Japan has its best shot yet to make America’s greatest dirt race the world’s greatest.

Many are expecting big things out of the horses that have shipped from Japan, especially after horses from there won multimillion-dollar races at the Breeders’ Cup and Royal Ascot and in the Middle East. Japanese horses won this year’s Dubai World Cup and Saudi Cup.

The best of them is Derma Sotogake, who will break from the No. 17 post at odds of 10-1. He is trained by Hidetaka Otonashi and will be ridden in the Derby by the Frenchman Christophe Lemaire. Lemaire gunned Derma Sotogake to the front and never looked back in winning the U.A.E. Derby in Dubai, where Japan took the top four spots. But Lemaire says the colt does not need the lead.

“In the past, he has won from the middle and from the front,” Lemaire said. “He can adapt to the conditions of the race, and that is a big advantage for me.”

Still, the colt has much to overcome. Horses coming from the U.A.E. Derby are 0 for 18 in the Derby and have never even hit the board. The best finish came from Master of Hounds, who was fifth in 2011.

A more intriguing choice from Japan is Mandarin Hero (20-1), who ran last month in the Santa Anita Derby and came a neck short of upsetting Practical Move, a serious Derby contender before he was scratched. Mandarin Hero’s trainer, Terunobu Fujita, decided to cancel their return flight to Japan in hopes of getting a Derby starting spot even though his colt did not have enough points to qualify.

Mandarin Hero drew in after the late scratches, which included another Japan-based horse, Continuar. Mandarin Hero has looked fresh in the mornings here, and the Canada-based Kazushi Kimura rode him at Santa Anita and will be back on board for the Derby.

The Churchill Downs paddock area is blanketed by asphalt, and there are other big changes afoot.

In the shadow of the Twin Spires lies one of the most cherished features of Churchill Downs: the saddling paddock. And this year it’s a construction site.

The area is undergoing a $200 million renovation — and it’s only halfway complete. But the race must go on, so crews have erected temporary stalls and laid down wood chips on the walking ring and artificial turf in the middle. The rest of the massive 138,000-square-foot space has been blanketed with asphalt, giving it the look of an oval spaceship that has landed in the heart of the racetrack.

“They’ve made it so you can see more and be part of the process,” said Chris Riley, a Louisville native who now lives in Atlanta and has been to more than 40 Derbies. “But next year will be when we can judge it.”

When the project is complete, for the 150th Derby, it will offer terraced standing-room viewing, premium seating, club spaces and even dining options.

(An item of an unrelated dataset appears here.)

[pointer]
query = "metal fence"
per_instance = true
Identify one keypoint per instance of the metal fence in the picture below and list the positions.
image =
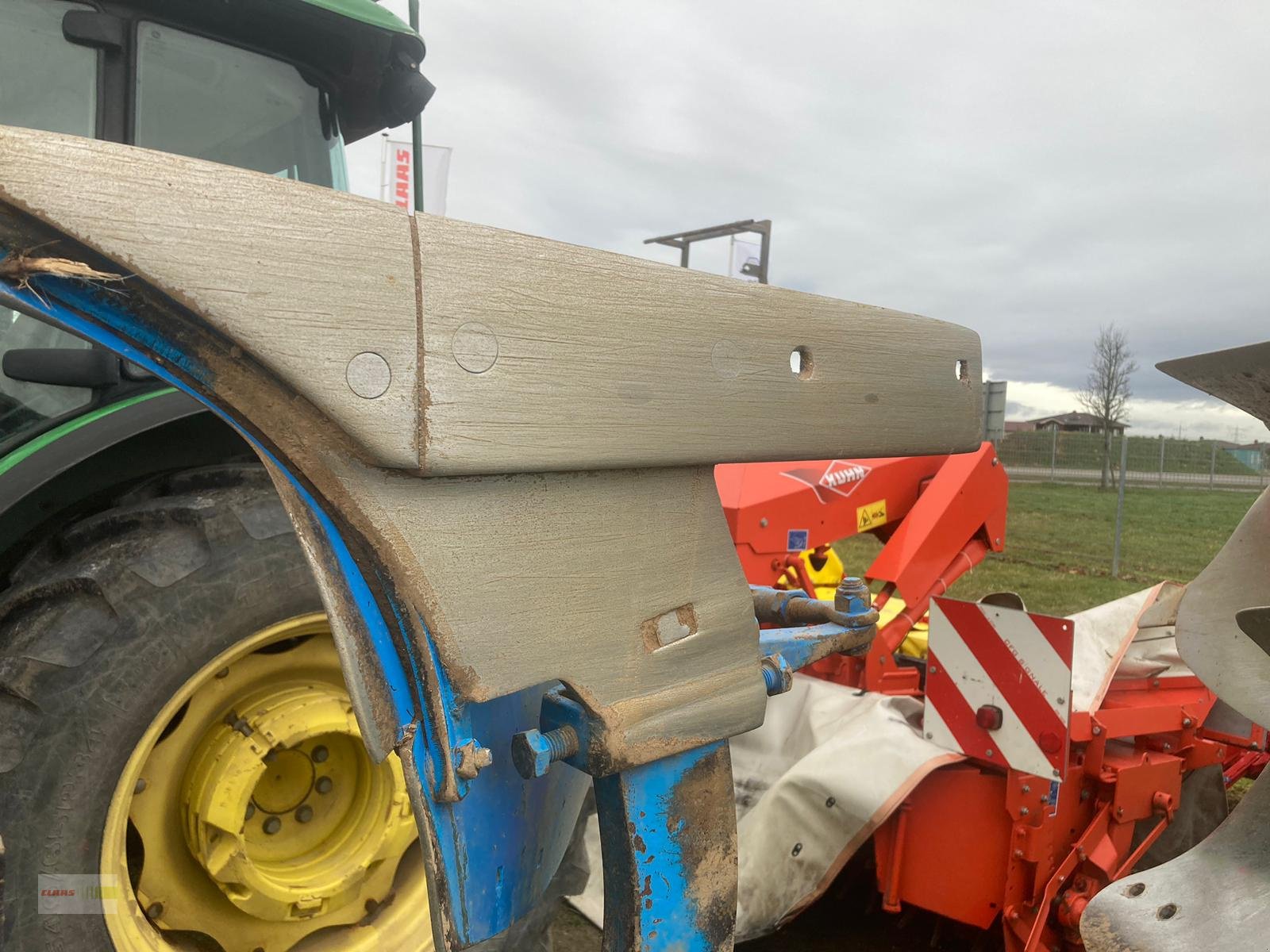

Twenty-one saddling stalls will flank the tunnel connecting the paddock to the racetrack. The statues of Aristides, the first Derby winner, and the jockey Pat Day, the track’s all-time leader in every major category, have been moved elsewhere and will return to the paddock area when the construction is finished. The tradition of hanging a sign above the previous winner’s stall will continue as well, even with the temporary setup.

Eustace Fernandes, who has lived in Louisville since 1993, has been to at least 20 Derbies. Last year, he met Brenda Brown of Frisco, Texas, and Sheri Hightower of Denver, both longtime flight attendants, on the rail at the paddock. They have texted nearly every week ever since and were back there Friday.

“She never knew she had seats until Eustace told her,” Hightower said of Brown. “We’re always at the paddock.”

The vantage point — “the best in the house,” Fernandes said — is what they like about the new configuration. “It’s a great view of the horses, which is what the three of us love,” Hightower said.

And it’s not just the paddock that has a new look. A $90 million first turn project, essentially a three-story structure reminiscent of what you’d find at a soccer stadium, is being unveiled. It replaces a temporary seating area around the first turn and adds thousands of indoor and covered seats as well as a dining area.